Por Jose Manuel Nieves
Publicado na ABC
O emaranhamento é, sem dúvida, uma das previsões mais estranhas e surpreendentes da mecânica quântica. É um fenômeno pelo qual duas partículas distantes se tornam “emaranhadas” de uma forma que desafia tanto o bom senso quanto as leis da física clássica. Não importa o quão longe essas duas partículas estejam uma da outra. Se estiverem emaranhadas, qualquer variação em um delas afetará imediatamente a outra, mesmo que ambas estejam em extremos opostos do Universo. Em 1935, Albert Einstein expressou preocupação com esse conceito, referindo-se a ele como “ação fantasmagórica à distância“.
Hoje, no entanto, essa propriedade fundamental da matéria é considerada um elemento-chave no desenvolvimento de novas tecnologias, tanto na computação quanto nas telecomunicações.
O que não quer dizer que o emaranhamento seja fácil de “domar”. É, de fato, um fenômeno extremamente frágil, observado até agora em sistemas microscópicos entre fótons ou átomos, e mais recentemente em circuitos elétricos supercondutores, mas que se dissolve e desaparece quando aplicado a objetos maiores.
Agora, e em um trabalho que conseguiu ir além das limitações impostas pela mecânica quântica, dois estudos recentemente publicados na Science (aqui e aqui) conseguiram emaranhar objetos milhares de vezes maiores do que uma simples partícula, especificamente dois osciladores mecânicos ‘macroscópicos’ que, embora pequenos (apenas 10 milésimos de milímetro de diâmetro), são muito mais massivos do que qualquer objeto emaranhado até agora.
Objetos indistinguíveis
O emaranhamento quântico de sistemas mecânicos surge quando dois objetos separados e diferentes se movem e se comportam com um grau de similaridade tão alto que não podem mais ser descritos como distintos ou separados um do outro.
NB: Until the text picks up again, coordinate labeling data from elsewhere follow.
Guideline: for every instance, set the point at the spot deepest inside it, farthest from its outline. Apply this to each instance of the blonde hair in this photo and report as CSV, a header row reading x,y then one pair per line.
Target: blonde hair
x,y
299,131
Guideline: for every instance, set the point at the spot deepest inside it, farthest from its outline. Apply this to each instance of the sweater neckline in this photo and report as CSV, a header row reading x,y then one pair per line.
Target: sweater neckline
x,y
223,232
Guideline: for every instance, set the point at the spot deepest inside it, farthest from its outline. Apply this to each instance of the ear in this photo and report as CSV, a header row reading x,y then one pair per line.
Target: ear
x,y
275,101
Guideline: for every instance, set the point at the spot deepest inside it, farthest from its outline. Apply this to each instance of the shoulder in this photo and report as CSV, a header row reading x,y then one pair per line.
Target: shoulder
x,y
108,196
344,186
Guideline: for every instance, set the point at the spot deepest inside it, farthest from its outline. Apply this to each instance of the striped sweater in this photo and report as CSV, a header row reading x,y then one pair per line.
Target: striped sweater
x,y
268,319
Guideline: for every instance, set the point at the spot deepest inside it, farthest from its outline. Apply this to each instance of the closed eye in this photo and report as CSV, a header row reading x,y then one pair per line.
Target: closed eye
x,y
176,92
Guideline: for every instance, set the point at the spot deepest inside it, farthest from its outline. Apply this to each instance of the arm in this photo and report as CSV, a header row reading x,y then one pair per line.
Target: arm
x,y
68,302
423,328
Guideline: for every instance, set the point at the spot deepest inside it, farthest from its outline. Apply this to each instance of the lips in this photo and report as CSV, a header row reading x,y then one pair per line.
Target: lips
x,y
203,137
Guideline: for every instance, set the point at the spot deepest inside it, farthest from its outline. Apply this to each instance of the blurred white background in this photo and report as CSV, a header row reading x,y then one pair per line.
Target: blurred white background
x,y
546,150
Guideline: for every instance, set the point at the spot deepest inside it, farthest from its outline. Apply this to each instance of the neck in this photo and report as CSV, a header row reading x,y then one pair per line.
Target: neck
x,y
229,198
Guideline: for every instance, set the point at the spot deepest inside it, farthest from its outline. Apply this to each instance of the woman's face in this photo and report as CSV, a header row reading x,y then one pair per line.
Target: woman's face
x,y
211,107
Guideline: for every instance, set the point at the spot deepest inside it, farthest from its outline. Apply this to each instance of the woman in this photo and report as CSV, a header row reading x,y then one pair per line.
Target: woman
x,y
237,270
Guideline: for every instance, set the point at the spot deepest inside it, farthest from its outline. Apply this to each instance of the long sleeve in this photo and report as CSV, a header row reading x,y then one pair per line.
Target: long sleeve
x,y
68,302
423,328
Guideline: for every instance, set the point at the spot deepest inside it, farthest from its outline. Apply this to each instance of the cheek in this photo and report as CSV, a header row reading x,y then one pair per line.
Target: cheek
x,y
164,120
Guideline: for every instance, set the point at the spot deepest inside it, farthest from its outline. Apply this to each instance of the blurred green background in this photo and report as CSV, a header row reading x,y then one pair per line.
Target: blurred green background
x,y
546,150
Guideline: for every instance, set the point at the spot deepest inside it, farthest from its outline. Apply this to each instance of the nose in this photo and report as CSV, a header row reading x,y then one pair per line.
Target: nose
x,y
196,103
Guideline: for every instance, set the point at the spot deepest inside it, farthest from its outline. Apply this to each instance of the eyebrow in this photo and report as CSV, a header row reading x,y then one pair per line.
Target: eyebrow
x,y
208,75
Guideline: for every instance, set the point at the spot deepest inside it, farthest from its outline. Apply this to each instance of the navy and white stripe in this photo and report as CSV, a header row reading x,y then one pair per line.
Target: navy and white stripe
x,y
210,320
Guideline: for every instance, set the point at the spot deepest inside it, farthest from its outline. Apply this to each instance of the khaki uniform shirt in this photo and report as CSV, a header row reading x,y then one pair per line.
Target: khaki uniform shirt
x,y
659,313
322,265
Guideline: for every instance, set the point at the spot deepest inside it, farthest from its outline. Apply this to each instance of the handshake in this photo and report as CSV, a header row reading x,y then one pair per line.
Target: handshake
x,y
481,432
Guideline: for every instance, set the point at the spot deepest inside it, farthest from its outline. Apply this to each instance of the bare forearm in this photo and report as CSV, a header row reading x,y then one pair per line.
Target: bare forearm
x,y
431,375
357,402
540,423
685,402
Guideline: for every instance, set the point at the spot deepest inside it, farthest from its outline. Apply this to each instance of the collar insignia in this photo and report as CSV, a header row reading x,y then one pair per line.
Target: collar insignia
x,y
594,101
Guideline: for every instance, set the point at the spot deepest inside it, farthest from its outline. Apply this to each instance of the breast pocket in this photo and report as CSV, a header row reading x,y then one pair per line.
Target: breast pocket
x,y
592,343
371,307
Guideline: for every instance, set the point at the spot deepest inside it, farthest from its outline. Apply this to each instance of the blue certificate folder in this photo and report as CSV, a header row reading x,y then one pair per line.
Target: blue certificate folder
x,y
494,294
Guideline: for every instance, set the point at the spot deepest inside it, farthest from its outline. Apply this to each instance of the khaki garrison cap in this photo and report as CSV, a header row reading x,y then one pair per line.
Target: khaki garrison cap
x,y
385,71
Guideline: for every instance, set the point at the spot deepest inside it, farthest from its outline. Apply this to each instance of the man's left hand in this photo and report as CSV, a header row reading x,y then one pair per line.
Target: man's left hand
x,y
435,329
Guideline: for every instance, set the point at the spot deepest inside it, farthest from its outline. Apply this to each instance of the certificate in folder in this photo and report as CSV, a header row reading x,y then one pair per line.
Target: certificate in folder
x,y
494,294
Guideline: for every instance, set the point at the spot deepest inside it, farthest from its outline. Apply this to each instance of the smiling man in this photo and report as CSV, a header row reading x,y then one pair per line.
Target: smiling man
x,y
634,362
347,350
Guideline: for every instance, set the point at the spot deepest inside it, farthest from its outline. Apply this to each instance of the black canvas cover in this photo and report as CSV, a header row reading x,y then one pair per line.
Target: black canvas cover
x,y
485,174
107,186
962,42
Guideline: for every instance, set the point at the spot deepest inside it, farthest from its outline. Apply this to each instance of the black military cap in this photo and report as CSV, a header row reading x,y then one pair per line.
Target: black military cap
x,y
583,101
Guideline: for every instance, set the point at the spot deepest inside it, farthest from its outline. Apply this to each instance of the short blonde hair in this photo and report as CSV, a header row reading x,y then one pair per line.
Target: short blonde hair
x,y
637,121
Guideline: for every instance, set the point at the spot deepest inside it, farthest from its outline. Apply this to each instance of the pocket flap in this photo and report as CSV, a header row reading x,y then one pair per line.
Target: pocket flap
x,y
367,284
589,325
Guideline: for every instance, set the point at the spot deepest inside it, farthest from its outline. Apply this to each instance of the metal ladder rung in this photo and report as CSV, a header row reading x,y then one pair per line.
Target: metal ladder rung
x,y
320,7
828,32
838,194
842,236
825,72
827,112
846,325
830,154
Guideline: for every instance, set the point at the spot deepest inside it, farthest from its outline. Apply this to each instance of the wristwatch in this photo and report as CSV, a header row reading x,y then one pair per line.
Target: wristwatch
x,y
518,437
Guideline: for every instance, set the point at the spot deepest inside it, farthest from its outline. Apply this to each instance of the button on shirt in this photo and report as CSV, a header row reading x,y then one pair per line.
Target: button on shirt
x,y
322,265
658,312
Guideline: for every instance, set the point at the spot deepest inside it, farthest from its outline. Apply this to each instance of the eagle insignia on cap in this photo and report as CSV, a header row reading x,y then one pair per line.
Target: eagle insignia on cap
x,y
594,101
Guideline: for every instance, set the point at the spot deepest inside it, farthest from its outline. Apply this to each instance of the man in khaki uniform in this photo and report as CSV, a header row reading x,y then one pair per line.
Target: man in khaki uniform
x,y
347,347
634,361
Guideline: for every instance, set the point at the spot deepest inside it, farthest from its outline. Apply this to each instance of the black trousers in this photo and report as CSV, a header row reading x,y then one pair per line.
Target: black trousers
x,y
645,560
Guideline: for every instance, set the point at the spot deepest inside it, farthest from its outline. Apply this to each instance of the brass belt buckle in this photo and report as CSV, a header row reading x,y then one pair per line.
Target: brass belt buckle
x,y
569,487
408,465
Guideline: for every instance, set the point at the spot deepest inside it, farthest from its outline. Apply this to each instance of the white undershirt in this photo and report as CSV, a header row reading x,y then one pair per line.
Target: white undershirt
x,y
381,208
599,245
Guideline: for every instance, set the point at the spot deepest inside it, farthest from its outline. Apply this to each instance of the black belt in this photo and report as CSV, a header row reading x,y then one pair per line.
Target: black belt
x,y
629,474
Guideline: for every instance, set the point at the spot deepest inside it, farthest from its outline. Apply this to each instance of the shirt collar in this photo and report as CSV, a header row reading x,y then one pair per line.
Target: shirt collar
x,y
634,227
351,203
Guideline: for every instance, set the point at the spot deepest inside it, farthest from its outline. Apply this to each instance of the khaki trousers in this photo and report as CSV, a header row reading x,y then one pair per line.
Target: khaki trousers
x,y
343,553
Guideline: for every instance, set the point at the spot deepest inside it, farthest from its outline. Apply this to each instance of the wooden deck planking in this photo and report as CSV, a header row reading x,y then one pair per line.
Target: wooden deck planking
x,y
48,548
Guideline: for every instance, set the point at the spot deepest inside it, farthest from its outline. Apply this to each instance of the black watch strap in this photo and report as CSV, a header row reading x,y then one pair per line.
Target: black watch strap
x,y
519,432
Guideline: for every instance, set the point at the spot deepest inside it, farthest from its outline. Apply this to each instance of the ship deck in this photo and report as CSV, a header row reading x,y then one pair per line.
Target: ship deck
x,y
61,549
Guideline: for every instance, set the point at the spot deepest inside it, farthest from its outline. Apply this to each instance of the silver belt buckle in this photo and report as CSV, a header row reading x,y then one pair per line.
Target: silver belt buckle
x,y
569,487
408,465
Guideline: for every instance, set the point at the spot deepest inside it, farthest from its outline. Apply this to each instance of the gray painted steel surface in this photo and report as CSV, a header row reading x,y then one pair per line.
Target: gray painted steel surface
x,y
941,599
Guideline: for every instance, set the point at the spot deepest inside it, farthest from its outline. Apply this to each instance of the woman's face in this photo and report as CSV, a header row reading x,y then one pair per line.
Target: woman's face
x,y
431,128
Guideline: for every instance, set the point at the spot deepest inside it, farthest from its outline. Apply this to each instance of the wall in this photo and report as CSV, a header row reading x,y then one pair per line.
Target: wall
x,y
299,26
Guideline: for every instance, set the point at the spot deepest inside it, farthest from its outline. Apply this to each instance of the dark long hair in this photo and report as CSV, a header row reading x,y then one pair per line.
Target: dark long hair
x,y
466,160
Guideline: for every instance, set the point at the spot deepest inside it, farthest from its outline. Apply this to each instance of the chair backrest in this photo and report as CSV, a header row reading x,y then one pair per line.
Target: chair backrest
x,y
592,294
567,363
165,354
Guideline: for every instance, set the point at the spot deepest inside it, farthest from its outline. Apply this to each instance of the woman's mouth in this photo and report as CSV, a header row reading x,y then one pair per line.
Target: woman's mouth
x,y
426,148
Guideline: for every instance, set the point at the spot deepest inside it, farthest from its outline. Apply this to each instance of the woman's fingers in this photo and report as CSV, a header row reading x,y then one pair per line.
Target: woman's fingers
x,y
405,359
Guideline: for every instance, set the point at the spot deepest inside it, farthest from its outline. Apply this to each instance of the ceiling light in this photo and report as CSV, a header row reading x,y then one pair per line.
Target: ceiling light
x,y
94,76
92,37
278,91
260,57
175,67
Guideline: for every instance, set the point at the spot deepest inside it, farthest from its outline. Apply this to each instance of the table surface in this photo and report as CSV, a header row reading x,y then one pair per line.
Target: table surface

Anteriormente, as observações desta propriedade fascinante eram limitadas a escalas quânticas microscópicas, como pequenas quantidades de íons individuais, átomos e fótons. No entanto, pelo menos em teoria, a mecânica quântica e suas regras podem ser aplicadas a objetos de todos os tamanhos. Nos dois estudos da Science, Shlomi Kotler e Laure Mercier de Lépinay relatam a observação direta de fenômenos quânticos em escala macroscópica e demonstram a capacidade de estender as medições do estado quântico a sistemas compostos de milhares de átomos individuais.
No primeiro dos dois estudos, Kotler e seus colegas apresentam evidências de emaranhamento quântico usando um par de membranas vibratórias em macroescala. Embora sejam aparentemente minúsculas (as membranas tinham cerca de 10 mícrons de diâmetro e pesavam cerca de 100 picogramas cada), elas são muito mais massivas do que qualquer objeto anteriormente emaranhado em outros experimentos.
Por sua vez, Mercier de Lépinay e sua equipe usaram osciladores mecânicos macroscópicos semelhantes para mostrar como o emaranhamento pode ser medido sem perturbar o momento mecânico quântico.
Os resultados impressionantes de ambos os trabalhos demonstram, sem dúvida, que o emaranhamento quântico conseguiu deixar o reino subatômico e deu um salto para a nossa realidade macroscópica. A conquista não apenas abre as portas para novos tipos de tecnologias quânticas, mas também permite novos estudos em física fundamental, incluindo a ainda pouco compreendida relação entre gravidade e mecânica quântica.